<div align="center">
  <h1></h1>
  <h1>Stylized Retrieval-Augmented Generation</h1>
  <h4 align="center">Assignmnet II</h4>
</div>

In this notebook, we build and implement a Retrieval-Augmented Generation (RAG) pipeline tailored for a text style transfer application. Text style transfer is an NLP technique that modifies the style of the text while preserving the semantic meaning and content of it.

**Goals:**

*   Build a RAG pipeline to enhance text generation with external knowledge.
*   Retrieve relevant information from a dataset or knowledge base to support text generation.
*   Build an ensemble retriever to combine the benefits of sparse and dense search.
*   Implement a neural style transfer model to transform text into a desired writing style.


**Tools Used:**
*   **BM25** for keyword-based retrieval
*   **Chroma** for semantic search
*   **HuggingFace** to load pre-trained model




**1. Access to Hugging face**


In [1]:
import getpass
import os

# Prompt user for Hugging Face API token if not already set
if "HUGGINGFACEHUB_API_TOKEN" not in os.environ:
    os.environ["HUGGINGFACEHUB_API_TOKEN"] = getpass.getpass("Enter your Huggingfacehub API token: ")

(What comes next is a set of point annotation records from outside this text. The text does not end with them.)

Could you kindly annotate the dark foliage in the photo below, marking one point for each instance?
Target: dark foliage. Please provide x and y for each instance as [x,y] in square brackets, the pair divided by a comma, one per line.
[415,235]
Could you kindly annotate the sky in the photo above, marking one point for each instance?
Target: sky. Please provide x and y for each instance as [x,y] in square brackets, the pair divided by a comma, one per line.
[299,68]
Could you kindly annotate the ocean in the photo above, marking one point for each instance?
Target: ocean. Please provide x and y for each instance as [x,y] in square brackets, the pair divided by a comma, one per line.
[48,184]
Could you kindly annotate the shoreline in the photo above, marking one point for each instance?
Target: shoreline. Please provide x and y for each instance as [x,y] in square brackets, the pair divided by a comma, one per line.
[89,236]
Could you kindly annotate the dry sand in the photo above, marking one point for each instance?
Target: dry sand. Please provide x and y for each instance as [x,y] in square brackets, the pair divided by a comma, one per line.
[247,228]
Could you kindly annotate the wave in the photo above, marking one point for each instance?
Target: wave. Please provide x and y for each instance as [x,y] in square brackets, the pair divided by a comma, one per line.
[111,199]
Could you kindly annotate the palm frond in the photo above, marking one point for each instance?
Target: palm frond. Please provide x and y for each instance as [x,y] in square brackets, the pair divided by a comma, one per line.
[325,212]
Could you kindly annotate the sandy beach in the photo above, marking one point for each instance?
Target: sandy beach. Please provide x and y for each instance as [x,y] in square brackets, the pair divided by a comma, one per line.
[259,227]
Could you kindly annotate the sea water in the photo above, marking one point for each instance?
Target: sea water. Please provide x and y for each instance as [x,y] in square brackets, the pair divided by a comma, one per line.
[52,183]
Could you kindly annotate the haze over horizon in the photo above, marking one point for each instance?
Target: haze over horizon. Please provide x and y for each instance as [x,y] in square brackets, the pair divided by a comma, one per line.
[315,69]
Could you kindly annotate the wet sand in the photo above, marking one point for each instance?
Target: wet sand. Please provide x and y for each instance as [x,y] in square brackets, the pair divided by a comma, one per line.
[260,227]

Enter your Huggingfacehub API token: ··········


**2. Installing relevant packages**


In [2]:
!pip install -q langchain
!pip install -q langchain-community
!pip install -q langchain-chroma
!pip install -q langchain-huggingface
!pip install -q bs4
!pip install -q rank_bm25
!pip install -q huggingface_hub
!pip install -q requests

**3. Fetch, parse and chunk web content**

In [3]:
import os
import requests
import numpy as np
from bs4 import BeautifulSoup
from langchain.schema import Document
from langchain_text_splitters import RecursiveCharacterTextSplitter

# Fetching and parsing web content to extract clean, readable text
def fetch_and_parse(url: str) -> str:
    response = requests.get(url)
    response.raise_for_status()

    soup = BeautifulSoup(response.text, 'html.parser')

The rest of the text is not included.